Plugin Support
qtwrk
(@qtwrk)
could you please ask them what is the nonce name they used ?
Thread Starter
Sn00z389
(@webmakers2011)
Hi it seems that the nonce name is this: wck_ajax_object._wck_ajax_nonce
Best Regards,
Plugin Support
qtwrk
(@qtwrk)
I don’t think people will usually put . inside of nonce name
could you please share the PHP code that generate it ?
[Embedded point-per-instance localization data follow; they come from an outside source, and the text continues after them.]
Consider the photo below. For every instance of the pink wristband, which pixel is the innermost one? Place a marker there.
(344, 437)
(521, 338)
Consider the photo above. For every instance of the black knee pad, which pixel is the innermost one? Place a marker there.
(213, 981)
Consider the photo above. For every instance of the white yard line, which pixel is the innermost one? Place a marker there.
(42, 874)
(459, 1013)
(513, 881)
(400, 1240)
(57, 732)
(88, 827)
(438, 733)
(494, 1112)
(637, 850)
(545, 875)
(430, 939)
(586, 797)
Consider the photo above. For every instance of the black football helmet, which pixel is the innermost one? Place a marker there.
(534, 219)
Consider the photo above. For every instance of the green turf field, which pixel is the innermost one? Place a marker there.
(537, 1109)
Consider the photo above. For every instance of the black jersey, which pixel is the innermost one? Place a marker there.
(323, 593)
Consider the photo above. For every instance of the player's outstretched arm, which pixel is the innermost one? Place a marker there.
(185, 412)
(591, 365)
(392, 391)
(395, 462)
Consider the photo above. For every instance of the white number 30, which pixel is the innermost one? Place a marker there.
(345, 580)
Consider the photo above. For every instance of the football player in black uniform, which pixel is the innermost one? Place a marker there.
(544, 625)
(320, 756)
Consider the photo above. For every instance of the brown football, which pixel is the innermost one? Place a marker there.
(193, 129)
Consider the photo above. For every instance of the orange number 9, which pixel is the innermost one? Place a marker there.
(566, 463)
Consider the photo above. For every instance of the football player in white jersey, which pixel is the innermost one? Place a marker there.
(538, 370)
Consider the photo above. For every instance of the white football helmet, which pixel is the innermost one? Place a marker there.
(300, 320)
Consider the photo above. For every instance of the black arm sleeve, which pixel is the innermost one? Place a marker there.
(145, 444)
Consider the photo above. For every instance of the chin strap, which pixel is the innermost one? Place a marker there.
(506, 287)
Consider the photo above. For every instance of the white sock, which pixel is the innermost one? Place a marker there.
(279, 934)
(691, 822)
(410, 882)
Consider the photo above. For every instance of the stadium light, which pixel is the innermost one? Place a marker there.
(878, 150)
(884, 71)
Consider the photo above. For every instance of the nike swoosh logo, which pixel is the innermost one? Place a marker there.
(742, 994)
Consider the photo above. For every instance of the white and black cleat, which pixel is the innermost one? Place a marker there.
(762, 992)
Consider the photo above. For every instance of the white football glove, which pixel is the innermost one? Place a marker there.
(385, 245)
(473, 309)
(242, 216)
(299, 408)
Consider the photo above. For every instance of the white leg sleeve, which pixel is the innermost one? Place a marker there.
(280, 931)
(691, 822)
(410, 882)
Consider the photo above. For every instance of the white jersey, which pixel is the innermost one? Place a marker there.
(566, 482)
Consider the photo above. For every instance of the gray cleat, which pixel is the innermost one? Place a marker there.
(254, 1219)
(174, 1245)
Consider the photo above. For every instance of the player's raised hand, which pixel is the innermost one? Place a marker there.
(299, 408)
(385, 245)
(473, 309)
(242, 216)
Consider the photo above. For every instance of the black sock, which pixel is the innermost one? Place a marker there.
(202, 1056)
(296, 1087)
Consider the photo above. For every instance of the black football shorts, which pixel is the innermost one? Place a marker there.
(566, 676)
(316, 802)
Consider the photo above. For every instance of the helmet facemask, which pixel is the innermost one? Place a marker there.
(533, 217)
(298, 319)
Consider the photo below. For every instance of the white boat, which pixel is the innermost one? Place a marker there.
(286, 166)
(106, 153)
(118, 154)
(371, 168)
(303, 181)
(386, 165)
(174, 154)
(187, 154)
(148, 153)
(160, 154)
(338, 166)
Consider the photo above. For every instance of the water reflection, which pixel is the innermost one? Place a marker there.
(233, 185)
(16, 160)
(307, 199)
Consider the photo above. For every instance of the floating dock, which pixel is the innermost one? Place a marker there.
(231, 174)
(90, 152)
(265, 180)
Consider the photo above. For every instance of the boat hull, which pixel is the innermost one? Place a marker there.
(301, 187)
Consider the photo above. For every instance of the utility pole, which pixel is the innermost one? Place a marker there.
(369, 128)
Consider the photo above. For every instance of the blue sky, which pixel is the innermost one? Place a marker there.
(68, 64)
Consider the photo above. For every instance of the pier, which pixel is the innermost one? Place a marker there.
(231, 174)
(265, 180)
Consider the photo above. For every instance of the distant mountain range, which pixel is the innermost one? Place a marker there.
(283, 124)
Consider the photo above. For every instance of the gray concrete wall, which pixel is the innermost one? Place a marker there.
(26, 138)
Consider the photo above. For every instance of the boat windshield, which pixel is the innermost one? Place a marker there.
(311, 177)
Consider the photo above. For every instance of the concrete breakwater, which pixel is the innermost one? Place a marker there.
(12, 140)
it should be like wp_create_nonce or wp_nonce_field function
Thread Starter
Sn00z389
(@webmakers2011)
Well maybe it is only _wck_ajax_nonce
I think this is it:
'_wck_ajax_nonce' => wp_create_nonce(Ajax::NONCE),
Plugin Support
qtwrk
(@qtwrk)
eh ? looks like dynamic name ?
please try backtrace to what is the value of this Ajax::NONCE
Thread Starter
Sn00z389
(@webmakers2011)
Does this help:
public static function wckalkulator_calculate_price()
{
if (!wp_verify_nonce($_POST['_wck_ajax_nonce'], Ajax::NONCE) || !isset($_POST["_wck_product_id"]) || !isset($_POST["_wck_hash"])) {
wp_die('Bad request!');
}
if (wp_hash($_POST["_wck_product_id"]) !== $_POST["_wck_hash"]) {
wp_die('Bad hash!');
}
public static function enqueue_scripts()
{
$fieldset = FieldsetProduct::getInstance();
if ($fieldset->has_fieldset('current')/* && $fieldset->has_expression('current')*/) {
$fieldset->init();
$formula_parameters = $fieldset->set_additional_input_variables(true);
wp_enqueue_script(
'wck-ajax-script',
Plugin::url() . '/assets/js/wckalkulator.min.js',
['jquery'],
Plugin::VERSION
);
wp_add_inline_script(
'wck-ajax-script',
'var wck_ajax_object = ' . wp_json_encode(
array(
'ajax_url' => admin_url('admin-ajax.php'),
'_wck_ajax_nonce' => wp_create_nonce(Ajax::NONCE),
'_wck_has_expression' => $fieldset->has_expression('current') ? '1' : '0',
'_wck_i18n_required' => __('You should check at least one option.', 'wc-kalkulator'),
'_wck_i18n_maxfilesize' => __('This file is too big!', 'wc-kalkulator'),
'form' => Settings::get('form_css_selector'),
'_wck_visibility_rules' => $fieldset->visibility_rules(),
'_wck_additional_parameters' => ($formula_parameters)
)
) . ';'
);
$fieldset->js_api();
}
}
Thread Starter
Sn00z389
(@webmakers2011)
var data = 'action=wckalkulator_fieldset_post_type_toggle_publish' +
'&_wck_ajax_nonce=' + wck_ajax_fieldset._wck_ajax_nonce +
'&post_id=' + $(this).data("post-id");
function calculatePrice() {
if (shouldCalculatePrice) {
var data = $(_form).serialize().replace('add-to-cart', 'atc') + '&action=wckalkulator_calculate_price' + '&_wck_ajax_nonce=' + wck_ajax_object._wck_ajax_nonce;
$.each($(_form + " input[type=file].wck_imageupload:enabled"), function () {
data += "&" + $(this).attr("name") + "=" + (($(this)[0].files.length === 1) ? $(this)[0].files[0].size : 0);
});
$("form.cart [name^=wck]:disabled").each(function(){
data += "&" + $(this).attr("name") + "=0";
});
$.post(wck_ajax_object.ajax_url, data, function (response) {
if (response) {
$("#wckalkulator-price").html(response);
}
});
}
}
Plugin Support
qtwrk
(@qtwrk)
Ajax::NONCE
you may need to look into Ajax class of this plugin , and find the definition on NONCE constant
Thread Starter
Sn00z389
(@webmakers2011)
I am not very sure what am i looking for but can this be it:
class Ajax
{
public const NONCE = "wckalkulator-ajax-nonce";
Plugin Support
qtwrk
(@qtwrk)
yes, now please go to LiteSpeed Cache -> Cache -> ESI , enable ESI, add wckalkulator-ajax-nonce into ESI nonce list , save and purge all
Thread Starter
Sn00z389
(@webmakers2011)
Thank you! Done, now we will wait to see if it fix the issue 🙂
Plugin Support
qtwrk
(@qtwrk)
yes , let’s give it a day or two , see how thing goes
Hi, same problem here, but caching is executed by Kinsta and they can not do this:” yes, now please go to LiteSpeed Cache -> Cache -> ESI , enable ESI, add wckalkulator-ajax-nonce into ESI nonce list , save and purge all”
Is there a possibility to modificate the plugin?